Note that the size of the loaded document is large and may exceed the maximum amount of data we can pass in a single model call. We can split the document into more manageable chunks to get around this limitation and to reduce the amount of distraction to the model using a text splitter:

import { RecursiveCharacterTextSplitter } from "langchain/text_splitter";

const splitter = new RecursiveCharacterTextSplitter();

const splitDocs = await splitter.splitDocuments(docs);

console.log(splitDocs.length);
console.log(splitDocs[0].pageContent.length);
60
441

Next, we need to index the loaded documents into a vectorstore. This requires a few components, namely an embedding model and a vectorstore.

There are many options for both components. Here are some examples for accessing via OpenAI and via local models:

Make sure you have the @langchain/openai package installed and the appropriate environment variables set (these are the same as needed for the model above).

import { OpenAIEmbeddings } from "@langchain/openai";

const embeddings = new OpenAIEmbeddings();

Now, we can use this embedding model to ingest documents into a vectorstore. We will use a simple in-memory demo vectorstore for simplicity's sake:

Note: If you are using local embeddings, this ingestion process may take some time depending on your local hardware.

import { MemoryVectorStore } from "langchain/vectorstores/memory";

const vectorstore = await MemoryVectorStore.fromDocuments(
splitDocs,
embeddings
);

The LangChain vectorstore class will automatically prepare each raw document using the embeddings model.

Now that we have this data indexed in a vectorstore, we will create a retrieval chain. This chain will take an incoming question, look up relevant documents, then pass those documents along with the original question into an LLM and ask it to answer the original question.

First, let's set up the chain that takes a question and the retrieved documents and generates an answer.
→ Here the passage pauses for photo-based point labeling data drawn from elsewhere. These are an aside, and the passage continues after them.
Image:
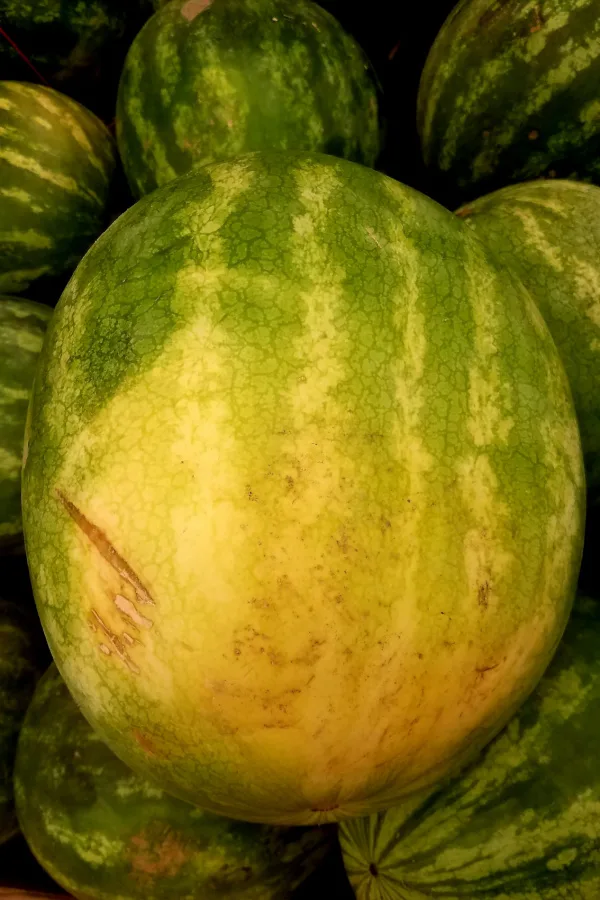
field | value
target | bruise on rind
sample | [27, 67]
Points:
[106, 549]
[116, 644]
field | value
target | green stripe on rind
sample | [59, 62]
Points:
[22, 327]
[548, 232]
[204, 82]
[357, 382]
[522, 823]
[18, 674]
[509, 92]
[56, 164]
[103, 832]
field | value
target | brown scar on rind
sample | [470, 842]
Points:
[116, 644]
[106, 549]
[193, 8]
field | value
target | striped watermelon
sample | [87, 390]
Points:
[102, 832]
[520, 824]
[22, 327]
[549, 233]
[56, 164]
[20, 654]
[510, 92]
[75, 46]
[304, 490]
[209, 79]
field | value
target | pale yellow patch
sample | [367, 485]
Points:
[34, 239]
[535, 235]
[43, 123]
[303, 225]
[486, 560]
[28, 164]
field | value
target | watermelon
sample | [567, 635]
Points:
[509, 92]
[102, 832]
[20, 654]
[22, 327]
[75, 46]
[303, 490]
[522, 822]
[56, 164]
[209, 79]
[548, 232]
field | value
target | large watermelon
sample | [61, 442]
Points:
[522, 823]
[549, 233]
[209, 79]
[303, 496]
[75, 46]
[22, 327]
[20, 655]
[510, 91]
[102, 832]
[56, 164]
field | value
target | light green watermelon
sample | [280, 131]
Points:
[22, 328]
[209, 79]
[510, 92]
[103, 833]
[56, 165]
[304, 491]
[548, 232]
[21, 664]
[522, 823]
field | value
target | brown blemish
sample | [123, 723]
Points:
[127, 608]
[116, 644]
[164, 857]
[483, 594]
[100, 541]
[193, 8]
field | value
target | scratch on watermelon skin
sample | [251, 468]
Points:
[104, 833]
[510, 92]
[548, 232]
[56, 165]
[207, 81]
[333, 439]
[22, 328]
[19, 672]
[523, 823]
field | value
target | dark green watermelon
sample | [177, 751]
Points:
[75, 46]
[209, 79]
[22, 660]
[511, 91]
[22, 328]
[100, 831]
[523, 822]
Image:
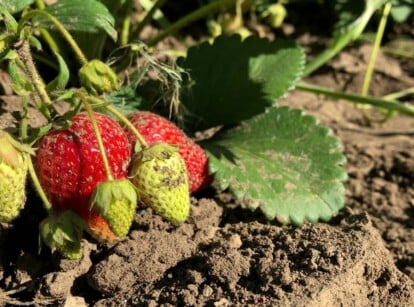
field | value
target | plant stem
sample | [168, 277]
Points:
[60, 27]
[126, 24]
[195, 15]
[31, 71]
[122, 118]
[343, 38]
[375, 49]
[400, 94]
[95, 127]
[147, 18]
[388, 104]
[128, 124]
[38, 187]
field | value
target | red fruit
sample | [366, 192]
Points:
[156, 129]
[69, 166]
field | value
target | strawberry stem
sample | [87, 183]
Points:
[129, 125]
[59, 26]
[38, 187]
[95, 127]
[31, 71]
[122, 118]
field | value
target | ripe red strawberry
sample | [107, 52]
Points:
[156, 129]
[69, 166]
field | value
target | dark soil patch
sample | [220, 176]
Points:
[226, 255]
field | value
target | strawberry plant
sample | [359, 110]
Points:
[92, 170]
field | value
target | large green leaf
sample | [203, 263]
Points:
[14, 6]
[232, 80]
[81, 15]
[283, 162]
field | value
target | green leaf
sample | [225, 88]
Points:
[233, 80]
[81, 15]
[283, 162]
[14, 6]
[402, 10]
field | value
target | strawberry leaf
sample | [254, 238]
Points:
[232, 80]
[14, 6]
[283, 162]
[81, 15]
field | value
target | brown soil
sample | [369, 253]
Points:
[225, 255]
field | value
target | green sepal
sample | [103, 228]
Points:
[20, 85]
[97, 77]
[10, 150]
[62, 232]
[62, 79]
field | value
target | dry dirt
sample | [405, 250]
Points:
[226, 255]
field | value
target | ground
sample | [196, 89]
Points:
[226, 255]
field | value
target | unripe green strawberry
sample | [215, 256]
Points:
[13, 173]
[116, 202]
[160, 176]
[62, 231]
[97, 77]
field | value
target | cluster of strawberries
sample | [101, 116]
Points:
[161, 174]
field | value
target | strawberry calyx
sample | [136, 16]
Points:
[116, 201]
[11, 150]
[97, 77]
[62, 231]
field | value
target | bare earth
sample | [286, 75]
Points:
[226, 255]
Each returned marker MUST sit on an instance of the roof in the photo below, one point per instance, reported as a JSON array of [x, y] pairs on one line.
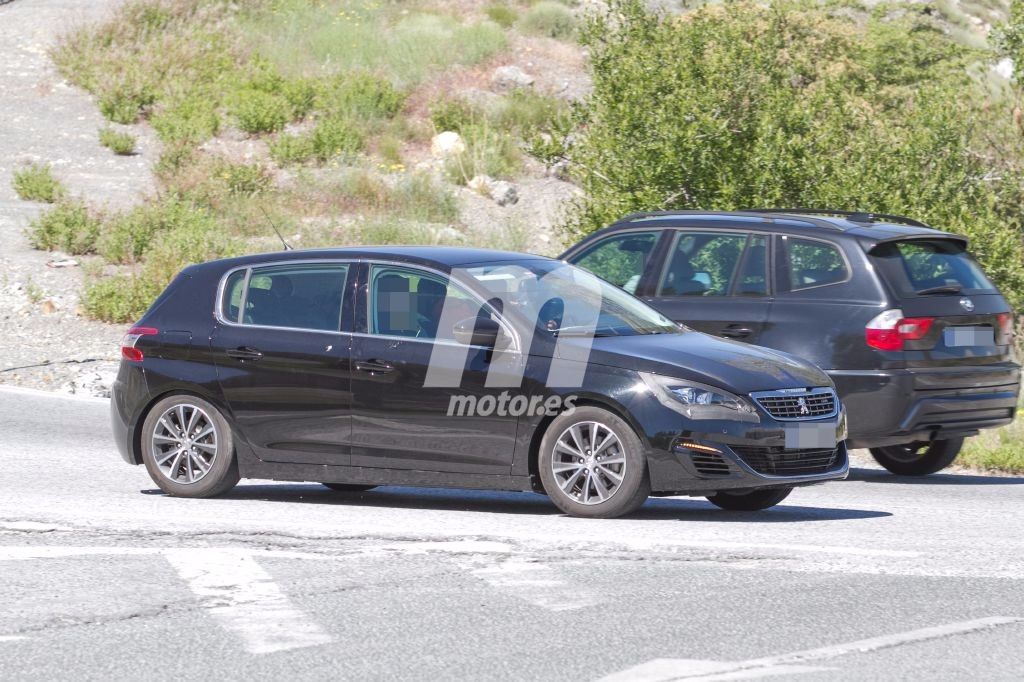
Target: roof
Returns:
[[440, 257], [881, 229]]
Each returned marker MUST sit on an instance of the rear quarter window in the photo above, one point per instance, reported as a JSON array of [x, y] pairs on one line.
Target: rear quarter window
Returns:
[[931, 264], [814, 263]]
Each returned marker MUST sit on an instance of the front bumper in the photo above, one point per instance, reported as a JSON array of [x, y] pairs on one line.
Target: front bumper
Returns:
[[894, 407], [738, 456]]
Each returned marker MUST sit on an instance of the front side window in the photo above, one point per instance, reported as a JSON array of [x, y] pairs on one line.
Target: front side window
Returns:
[[621, 259], [410, 302], [295, 296], [814, 263], [702, 264]]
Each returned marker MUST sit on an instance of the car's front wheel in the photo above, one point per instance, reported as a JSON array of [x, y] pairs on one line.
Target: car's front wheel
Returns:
[[592, 464], [919, 459], [187, 448], [751, 501]]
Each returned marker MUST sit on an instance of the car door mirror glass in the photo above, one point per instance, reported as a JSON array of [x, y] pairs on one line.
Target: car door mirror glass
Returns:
[[477, 332]]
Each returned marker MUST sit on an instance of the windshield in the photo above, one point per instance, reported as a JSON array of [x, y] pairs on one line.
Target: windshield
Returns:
[[562, 299]]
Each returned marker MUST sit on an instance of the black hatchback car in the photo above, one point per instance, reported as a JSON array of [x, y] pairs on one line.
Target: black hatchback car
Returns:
[[440, 367], [916, 339]]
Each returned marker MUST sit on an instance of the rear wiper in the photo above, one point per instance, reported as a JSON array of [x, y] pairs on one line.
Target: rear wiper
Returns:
[[944, 289]]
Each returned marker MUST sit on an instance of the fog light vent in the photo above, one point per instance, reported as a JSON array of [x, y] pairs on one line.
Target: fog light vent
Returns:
[[707, 460]]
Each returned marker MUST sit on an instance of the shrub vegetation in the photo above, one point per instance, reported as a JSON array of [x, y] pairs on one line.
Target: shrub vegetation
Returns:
[[794, 103]]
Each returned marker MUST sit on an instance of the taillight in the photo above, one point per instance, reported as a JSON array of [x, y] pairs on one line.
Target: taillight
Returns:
[[1007, 326], [889, 330], [128, 349]]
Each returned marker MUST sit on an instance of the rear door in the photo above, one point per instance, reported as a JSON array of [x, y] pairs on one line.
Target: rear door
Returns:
[[966, 320], [283, 360], [716, 282]]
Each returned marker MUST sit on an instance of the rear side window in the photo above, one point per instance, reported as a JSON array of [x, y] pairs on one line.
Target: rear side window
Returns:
[[621, 259], [813, 263], [707, 264], [294, 296], [936, 264]]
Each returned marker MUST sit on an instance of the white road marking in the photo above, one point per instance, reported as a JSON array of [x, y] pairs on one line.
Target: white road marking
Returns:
[[539, 585], [244, 598], [664, 670], [66, 396]]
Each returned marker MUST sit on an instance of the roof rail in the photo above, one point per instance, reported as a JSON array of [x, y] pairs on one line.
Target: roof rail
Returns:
[[854, 216]]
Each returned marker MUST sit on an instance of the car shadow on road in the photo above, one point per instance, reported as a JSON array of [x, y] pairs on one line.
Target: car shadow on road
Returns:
[[944, 478], [497, 502]]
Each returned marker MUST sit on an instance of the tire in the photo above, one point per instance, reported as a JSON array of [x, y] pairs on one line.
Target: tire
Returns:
[[215, 449], [347, 487], [919, 459], [753, 501], [576, 483]]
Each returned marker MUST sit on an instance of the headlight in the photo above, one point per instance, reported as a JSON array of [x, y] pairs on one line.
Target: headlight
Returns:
[[697, 400]]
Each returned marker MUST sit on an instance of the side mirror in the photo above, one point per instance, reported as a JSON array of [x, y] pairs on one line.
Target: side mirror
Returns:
[[477, 332]]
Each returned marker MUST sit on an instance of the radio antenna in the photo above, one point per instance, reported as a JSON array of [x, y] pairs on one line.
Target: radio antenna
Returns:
[[274, 228]]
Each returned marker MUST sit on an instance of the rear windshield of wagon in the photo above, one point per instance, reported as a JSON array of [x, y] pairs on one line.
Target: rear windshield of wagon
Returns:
[[926, 266]]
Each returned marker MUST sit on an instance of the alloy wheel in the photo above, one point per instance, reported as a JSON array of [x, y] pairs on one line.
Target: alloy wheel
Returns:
[[184, 443], [589, 463]]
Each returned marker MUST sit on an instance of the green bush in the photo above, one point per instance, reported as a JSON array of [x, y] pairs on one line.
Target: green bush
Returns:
[[551, 19], [122, 143], [258, 112], [68, 226], [336, 136], [127, 238], [121, 299], [791, 104], [190, 119], [244, 179], [488, 152], [454, 114], [287, 150], [501, 14], [363, 95], [36, 183], [124, 100]]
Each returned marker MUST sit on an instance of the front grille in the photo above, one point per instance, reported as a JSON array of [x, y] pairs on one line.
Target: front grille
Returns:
[[779, 462], [814, 403]]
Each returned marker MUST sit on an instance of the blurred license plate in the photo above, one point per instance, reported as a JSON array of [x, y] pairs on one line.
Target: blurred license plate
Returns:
[[969, 336], [810, 435]]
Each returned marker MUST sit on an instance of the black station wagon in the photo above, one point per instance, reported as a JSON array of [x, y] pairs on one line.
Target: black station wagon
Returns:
[[438, 367], [916, 339]]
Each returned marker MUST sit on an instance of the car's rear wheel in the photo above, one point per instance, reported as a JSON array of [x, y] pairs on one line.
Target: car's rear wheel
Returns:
[[751, 501], [592, 464], [920, 458], [347, 487], [187, 448]]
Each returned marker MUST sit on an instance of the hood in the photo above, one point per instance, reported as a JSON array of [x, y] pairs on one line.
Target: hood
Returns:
[[736, 367]]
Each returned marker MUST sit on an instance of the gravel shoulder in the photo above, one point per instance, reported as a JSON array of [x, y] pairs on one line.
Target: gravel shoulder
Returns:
[[46, 120]]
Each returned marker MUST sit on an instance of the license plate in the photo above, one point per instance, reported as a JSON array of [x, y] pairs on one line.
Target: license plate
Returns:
[[969, 336], [810, 435]]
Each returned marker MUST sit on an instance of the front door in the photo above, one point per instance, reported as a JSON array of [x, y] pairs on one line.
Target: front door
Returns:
[[283, 360], [400, 420], [716, 283]]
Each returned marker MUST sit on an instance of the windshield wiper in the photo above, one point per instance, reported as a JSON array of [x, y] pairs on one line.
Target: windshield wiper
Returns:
[[943, 289]]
import { createStuffDocumentsChain } from "langchain/chains/combine_documents";
import { ChatPromptTemplate } from "@langchain/core/prompts";

const prompt =
ChatPromptTemplate.fromTemplate(`Answer the following question based only on the provided context:

<context>
{context}
</context>

Question: {input}`);

const documentChain = await createStuffDocumentsChain({
llm: chatModel,
prompt,
});

If we wanted to, we could run this ourselves by passing in documents directly:

import { Document } from "@langchain/core/documents";

await documentChain.invoke({
input: "what is LangSmith?",
context: [
new Document({
pageContent:
"LangSmith is a platform for building production-grade LLM applications.",
}),
],
});
 LangSmith is a platform for building production-grade Large Language Model (LLM) applications.

However, we want the documents to first come from the retriever we just set up. That way, for a given question we can use the retriever to dynamically select the most relevant documents and pass those in.

import { createRetrievalChain } from "langchain/chains/retrieval";

const retriever = vectorstore.asRetriever();

const retrievalChain = await createRetrievalChain({
combineDocsChain: documentChain,
retriever,
});

We can now invoke this chain. This returns an object - the response from the LLM is in the answer key:

const result = await retrievalChain.invoke({
input: "what is LangSmith?",
});

console.log(result.answer);
 LangSmith is a tool developed by LangChain that is used for debugging and monitoring LLMs, chains, and agents in order to improve their performance and reliability for use in production.
tip

Check out this public LangSmith trace showing the steps of the retrieval chain.

This answer should be much more accurate!

Diving Deeper

We've now successfully set up a basic retrieval chain. We only touched on the basics of retrieval - for a deeper dive into everything mentioned here, see this section of documentation.

Conversational Retrieval Chain

The chain we've created so far can only answer single questions. One of the main types of LLM applications that people are building are chat bots. So how do we turn this chain into one that can answer follow up questions?

We can still use the createRetrievalChain function, but we need to change two things:

  1. The retrieval method should now not just work on the most recent input, but rather should take the whole history into account.
  2. The final LLM chain should likewise take the whole history into account.

Updating Retrieval

In order to update retrieval, we will create a new chain. This chain will take in the most recent input (input) and the conversation history (chat_history) and use an LLM to generate a search query.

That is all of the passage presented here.